When women are beaten by their husband they feel that they let him down or failed. They say they fell down the stairs. Women are afraid to tell the truth. We have now started to speak to schools and have women come out and say that they are beaten. But the problem is that the Police laugh saying the problem is domestic. This is changing as we get many women to come out. At the grass roots they are still very oppressed. I work in the slums of Nairobi. Women who came from the country did so because their husbands violated them. Then they come and stay with men in the slums and they are again violated. They have a red eye or swollen cheek. With time I think they will understand. They’ve been oppressed for years. It takes time.
I got married to a man who believed that a woman is a woman and her place is in the kitchen, but because I was involved in issues of women’s rights I decided I would say no to violence. He still violates me, but I stand by my rights. I have declared my rights. My daughters too. When a man came to marry my daughter, she said to me, “No, Mommy. This man is like my dad. I don’t want to marry him.” She had seen her father shouting at me and telling me I’m stupid. And that man is jobless. I am the one who brings food on the table. I am the one who has been caring for my children up to now. He did very little to support. But regardless of what he did I said that I wanted my children to go to school. I wanted my children to be educated. All my 6 children have finished O levels. One is working at the UN in NY as an accountant. So it was like whatever this man was doing to me I didn’t care. He couldn’t get me down. I said I would stand firm and be sure that my children would have a good life. They refuse to be violated. To be married does not mean that I am a lesser person.

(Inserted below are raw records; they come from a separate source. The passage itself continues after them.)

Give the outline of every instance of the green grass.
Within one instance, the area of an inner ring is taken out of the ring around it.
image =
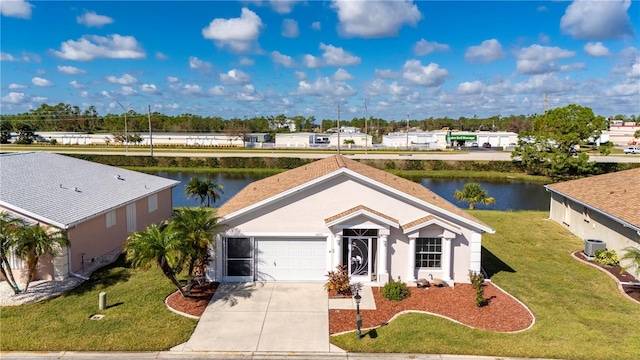
[[[0,308],[0,350],[167,350],[187,341],[197,323],[165,307],[174,290],[159,269],[133,270],[121,257],[65,295]],[[98,309],[102,291],[106,310]],[[106,316],[89,320],[92,314]]]
[[[609,276],[571,258],[583,246],[580,239],[546,220],[547,212],[472,214],[496,229],[483,236],[484,268],[529,306],[536,316],[532,329],[500,334],[407,314],[376,329],[374,336],[358,340],[349,333],[331,342],[352,352],[640,358],[640,304],[623,297]]]

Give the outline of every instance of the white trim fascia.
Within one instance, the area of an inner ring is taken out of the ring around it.
[[[408,229],[403,230],[402,233],[406,235],[406,234],[412,233],[412,232],[414,232],[416,230],[419,230],[419,229],[422,229],[424,227],[427,227],[429,225],[438,225],[441,228],[444,228],[446,230],[451,231],[452,233],[456,233],[458,235],[462,234],[462,230],[460,230],[459,227],[455,227],[455,226],[453,226],[451,224],[448,224],[447,222],[440,221],[438,219],[433,219],[433,220],[425,221],[425,222],[420,223],[418,225],[414,225],[414,226],[412,226],[412,227],[410,227]]]
[[[609,218],[609,219],[621,224],[623,227],[628,227],[628,228],[630,228],[632,230],[635,230],[636,232],[640,233],[640,227],[638,227],[636,225],[633,225],[631,223],[628,223],[628,222],[620,219],[619,217],[613,216],[613,215],[611,215],[609,213],[606,213],[606,212],[602,211],[601,209],[598,209],[598,208],[593,207],[591,205],[585,204],[582,201],[580,201],[580,200],[578,200],[578,199],[576,199],[574,197],[571,197],[571,196],[569,196],[567,194],[564,194],[564,193],[562,193],[562,192],[560,192],[558,190],[551,189],[551,188],[549,188],[548,185],[545,185],[544,188],[547,189],[547,191],[555,193],[555,194],[558,194],[560,196],[563,196],[563,197],[575,202],[578,205],[582,205],[582,206],[584,206],[586,208],[589,208],[589,209],[591,209],[591,210],[593,210],[593,211],[595,211],[597,213],[600,213],[600,214],[604,215],[605,217],[607,217],[607,218]],[[549,211],[551,211],[551,210],[549,210]]]
[[[351,220],[355,217],[358,217],[360,215],[364,215],[365,217],[371,218],[373,221],[375,222],[381,222],[383,224],[387,224],[389,226],[393,226],[394,228],[400,228],[400,224],[398,223],[394,223],[393,221],[390,221],[389,219],[386,219],[382,216],[376,215],[370,211],[364,210],[364,209],[360,209],[358,211],[352,212],[350,214],[347,214],[345,216],[341,216],[329,223],[325,223],[328,227],[332,227],[338,224],[341,224],[345,221]]]

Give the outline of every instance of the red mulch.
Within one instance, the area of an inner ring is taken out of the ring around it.
[[[181,313],[199,317],[209,305],[209,301],[219,284],[218,282],[208,282],[203,286],[196,285],[191,289],[191,297],[183,297],[179,291],[176,291],[167,297],[166,304]]]
[[[395,314],[406,310],[428,311],[490,331],[517,331],[531,325],[531,314],[518,301],[491,283],[483,286],[485,298],[489,299],[489,303],[483,307],[476,306],[475,290],[471,284],[429,290],[411,287],[411,296],[402,301],[387,300],[380,288],[374,287],[376,310],[360,310],[362,327],[383,325]],[[329,333],[356,330],[355,318],[355,310],[329,310]]]
[[[387,300],[380,293],[380,288],[374,287],[372,290],[376,310],[360,310],[362,326],[380,326],[406,310],[428,311],[490,331],[518,331],[531,325],[531,314],[518,301],[498,290],[492,283],[485,283],[483,286],[484,295],[488,299],[488,304],[483,307],[476,306],[475,290],[470,284],[428,290],[411,287],[411,296],[398,302]],[[208,283],[204,287],[195,286],[192,297],[182,297],[176,291],[167,298],[166,303],[182,313],[200,316],[217,288],[217,282]],[[329,310],[329,333],[356,330],[355,318],[355,310]]]
[[[638,280],[636,280],[633,277],[633,275],[631,275],[629,272],[622,271],[621,266],[610,266],[610,265],[598,264],[597,262],[589,259],[584,254],[584,252],[582,252],[582,250],[574,252],[573,255],[584,262],[593,264],[599,267],[600,269],[608,272],[609,274],[613,275],[613,277],[615,277],[618,280],[618,282],[638,282]],[[631,297],[633,300],[640,303],[640,286],[622,285],[622,290],[627,295],[629,295],[629,297]]]

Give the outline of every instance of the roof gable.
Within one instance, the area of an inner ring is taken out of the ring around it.
[[[306,187],[342,174],[358,177],[373,186],[386,188],[403,196],[408,201],[418,202],[435,212],[448,214],[483,231],[493,232],[489,226],[424,186],[342,155],[333,155],[255,181],[222,205],[217,214],[224,219],[229,219],[264,204],[277,201],[289,193],[302,191]]]
[[[68,228],[177,181],[47,152],[0,155],[0,205]]]
[[[640,228],[640,168],[564,181],[546,188]]]

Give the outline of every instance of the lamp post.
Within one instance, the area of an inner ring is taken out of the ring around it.
[[[361,299],[362,296],[360,296],[360,293],[358,292],[358,290],[356,290],[356,295],[353,297],[353,300],[356,301],[356,326],[358,328],[358,330],[356,331],[356,335],[358,336],[358,339],[362,338],[362,333],[360,332],[360,328],[362,328],[362,317],[360,316]]]

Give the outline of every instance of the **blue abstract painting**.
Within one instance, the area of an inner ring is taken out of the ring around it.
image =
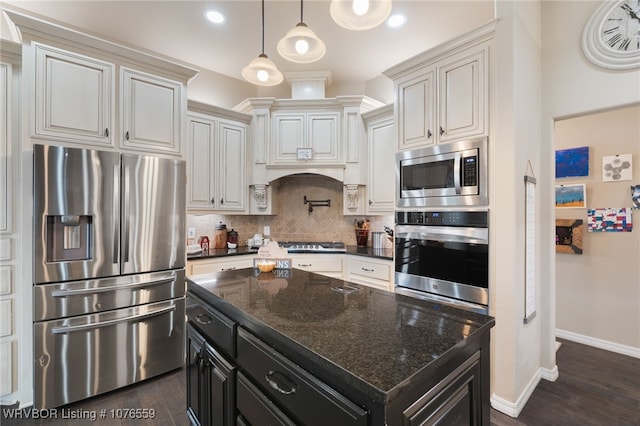
[[[556,151],[556,179],[572,176],[589,176],[589,147]]]

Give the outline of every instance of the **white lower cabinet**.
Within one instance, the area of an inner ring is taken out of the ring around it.
[[[187,275],[208,274],[210,272],[229,271],[253,267],[255,255],[225,256],[187,262]]]
[[[292,268],[303,269],[328,277],[342,278],[344,254],[294,253],[289,257],[291,257]]]
[[[345,280],[393,291],[393,260],[347,255]]]

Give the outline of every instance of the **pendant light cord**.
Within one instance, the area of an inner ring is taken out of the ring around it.
[[[264,55],[264,0],[262,0],[262,54]]]

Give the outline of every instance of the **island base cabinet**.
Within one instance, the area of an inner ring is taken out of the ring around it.
[[[481,426],[481,365],[476,352],[402,413],[406,426]]]
[[[187,414],[193,425],[235,425],[236,368],[187,324]]]
[[[238,425],[295,426],[249,379],[238,373],[237,396]]]
[[[298,424],[368,424],[368,412],[252,334],[238,328],[238,365]]]

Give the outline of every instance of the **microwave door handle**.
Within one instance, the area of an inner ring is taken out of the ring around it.
[[[460,162],[462,161],[462,153],[456,152],[455,159],[453,161],[453,185],[456,187],[456,195],[462,193],[462,185],[460,184]]]

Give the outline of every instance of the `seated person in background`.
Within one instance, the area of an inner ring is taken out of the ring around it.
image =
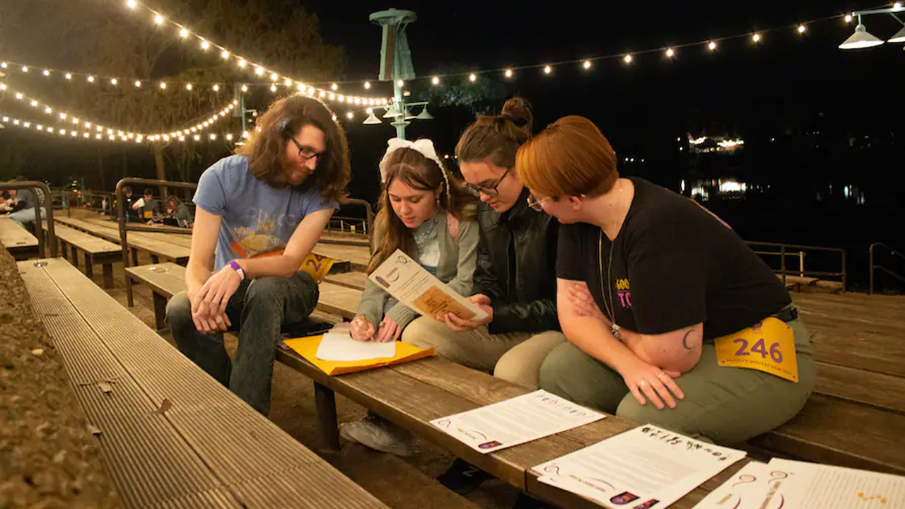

I sing. When there are meetings like this, (World Council of the YWCA) I come. Sometimes men don’t let us attend this type of meeting, but I do. I control my own life. I speak up. My husband can call me a mushy brain, say that I am crazy. Regardless of what I have been told I have walked and gotten on with my life. Nobody lives my life except myself. I control my thoughts and my body. If I didn’t do that, I would not be here. I would already be dead. Although my husband never beat me, he abused me with insults. When he says this I say Thank you. All you say goes back to you. I bounce them to you.
I still am here. At the end of the day he lost his job. I struggled as a teacher to provide and raise our children. The man cannot say ‘Mama thank you, you are trying’. Instead he says I am stupid. I tell him stupid does not come into my mind but if you call me stupid I bounce it back to you. One thing he has never done is to touch me.
I know I have a right in my home and in my country and I address it to other women. I can help other women to say no.
I have a passion for women, and a purpose. Sometimes when I listen to the women with their issues I just have water running from my eyes, but I know we can work together. I must shake the world. I can help women live happily. It is because of violence that women cannot put food on the table.
When you are told from June to May that you are stupid, you believe you are stupid, you believe you are stupid. Women encourage me so I keep my energy. I think, God you love me and I will continue.”